A l’instar d’un film comme Joker dont l’auteur entend profiter de la notoriété d’un personnage iconique de comics pour en faire un « film fort » avec un message de société, le projet glamourissime de Barbie semble être un prétexte de la part de Greta Gerwig pour signer une œuvre engagée à caractère féministe. Pourquoi pas. Dans l’enfer hollywoodien de ces dix dernières années où on ne sait plus que recycler des franchises à bout de souffle et/ou répondre à une demande algorithmique, cette forme de cinéma politique en trompe-l’œil est un moyen douteux (peut-être perçu comme condescendant) pour parvenir à une fin noble. Malgré le potentiel casse-gueule du chantier, on perçoit – il est vrai – au milieu des dégueulasseries ambiantes quelques bonnes surprises from Warner, Universal, Paramount et autres filiales-vitrines de ces grands groupes industriels assoiffés d’actionnaires.
La promesse du film se tient bien dans les 30 premières minutes, où Margot Robbie en personnage vedette d’un Truman Show féminin en fait des caisses et accueille comme il se doit le public dans son univers difficile à avaler bien que tout de rose vêtu. Même si on a du mal à visualiser l’ensemble de ce monde parallèle, on en identifie parfaitement la signification et le degré. Les quelques premières scènes avec Ryan Gosling paraissent faibles et on met un peu de temps à comprendre son rôle et ses enjeux (juste Ken, quoique… lui-même n’est pas très sûr). Malgré cela, les scènes s’enchainent à un rythme efficace et cohérent. On apprécie particulièrement la symbiose entre narration et message politique en ce début de film : la très bonne idée des pieds plats et du cauchemar de la cellulite notamment.

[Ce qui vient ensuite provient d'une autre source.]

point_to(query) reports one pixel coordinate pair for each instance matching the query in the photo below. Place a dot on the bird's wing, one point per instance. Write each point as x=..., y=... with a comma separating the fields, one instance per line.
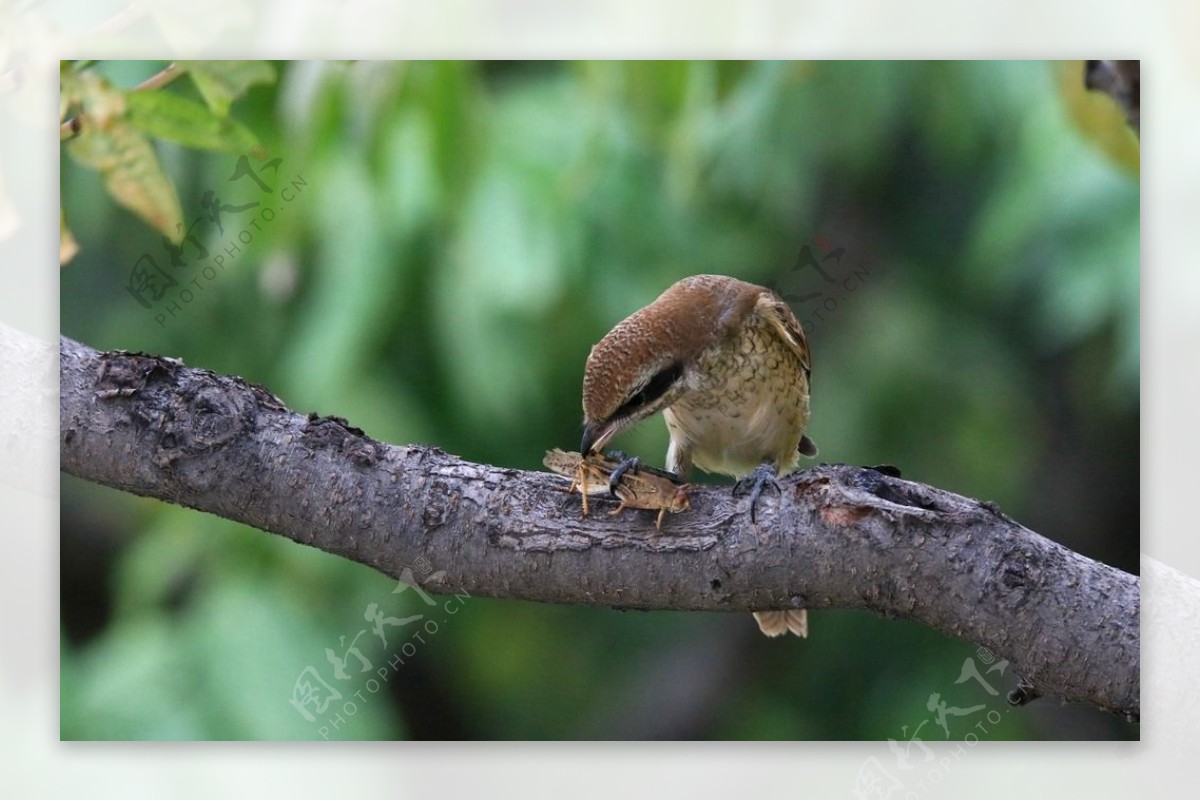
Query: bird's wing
x=784, y=323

C’est lorsque les personnages sortent de leur bulle et rejoignent le monde réel que l’on commence à comprendre une des motivations du film et surtout la pertinence d’un film féministe sur Barbie, ce qui jusqu’à lors demeurait un parfait mystère pour moi. Le monde réel, enfin arpenté par Barbie et Ken, nous est présenté cinématographiquement comme un nouvel univers avec ses propres règles, qui nous sont données comme si nous en étions étrangers : encore un très bon point et d’ailleurs parmi les grandes idées féministes d’aujourd’hui, notamment cette vérité enfin avouée collectivement d’une misogynie passive et ambiante. « Ici aussi je me sens regardée, mais ce ne sont pas des ondes positives que je perçois ». Le potentiel de Ryan Gosling est davantage exploré et c’est savoureux : le crétin heureux de voir les règles s’inverser, tout son délire avec les chevaux est très drôle.
On arrive alors très vite au tournant principal du film qui selon moi l’anéanti immédiatement : Mattel. Dès l’introduction tout en second degré de la vraie entreprise fabriquant les jouets Barbie (entre autres… parce qu’on n’est pas à l’abri d’un Mattel Cinematic Universe), on bascule dans autre chose, comme si le film passait sous un autre contrôle. Will Ferrell a beau être hilarant, difficile de détacher le scénario de toute idée de publicité déguisée pour la firme. Ça ne commence pas forcément mal, l’auto-dérision de l’entreprise représentée ici par des fameux « mecs en costard dans des bureaux » fonctionne plutôt bien, reste cohérente avec le message d’ensemble et offre quelques bonnes vannes, même s’il ne s’agit que d’une personnification de n’importe quelle grande entreprise américaine en usant de clichés non-identifiés, histoire de ne froisser personne. Une auto-dérision qui trouve une limite frappante dès lors qu’est introduite la créatrice originale de Barbie. C’est tout une réécriture de l’histoire du jouet qui est à l’œuvre, déclinant toute responsabilité dans sa grande participation à la standardisation du physique féminin au fil des années, prônant toujours l’inclusivité et l’empowerment. On ne peut pas prêter automatiquement de mauvaises intentions aux tendances récentes de la firme à proposer des poupées inclusives et éloignées des stéréotypes, à condition de ne pas nous faire croire qu’il s’en est toujours agit de la volonté première de l’entreprise. Tout dans ce personnage pseudo-Oracle sonne faux, déjà dans le jeu catastrophique de la comédienne, puis dans les répliques qui sont en fait des discours, jusqu’aux flash-backs sur sa vie dont on se fout éperdument, de fait, c’est un faux personnage.
Ce qui ne va pas aider cette deuxième moitié de film est le manque soudain d’inspiration pour la revanche des Barbie sur les Ken. La cohérence du tout s’effondre pour laisser place à des scénettes, quelques sketchs peu originaux, sorte de mèmes sortis d'Insta ou Twitter convenus d’avance, bien moins subtils et par conséquent fonctionnels et ennuyants. Le discours n’en devient que plus lourdingue, et le film vole en éclat. Contraintes de studio, possiblement, en tout cas difficile d’imaginer que c’est la fin qu’avait en tête la réalisatrice. Dommage de rester sur la lourdeur et le côté presque sentencieux du dernier quart d’heure. Les deux personnages issues du monde réel, pourtant centrales dans le scénario car ce sont elles qui motivent tout le film, se retrouvent reléguées à des rôles de pure fonction et n’intéressent quasiment jamais le film. On termine sur une blague qui tombe à plat et un générique affreux. Dommage d’en rester là.
PS : à noter une introduction des plus sympathiques en hommage à 2001 : L’Odyssée de l’espace. On ne sait pas vraiment ce que ça vient foutre là mais c’est très drôle, à moins d’avoir bien la ref en tête… ce qui n’est pas forcément le cas du public visé (mince, je crois que c’est moi qui est condescendant en fait).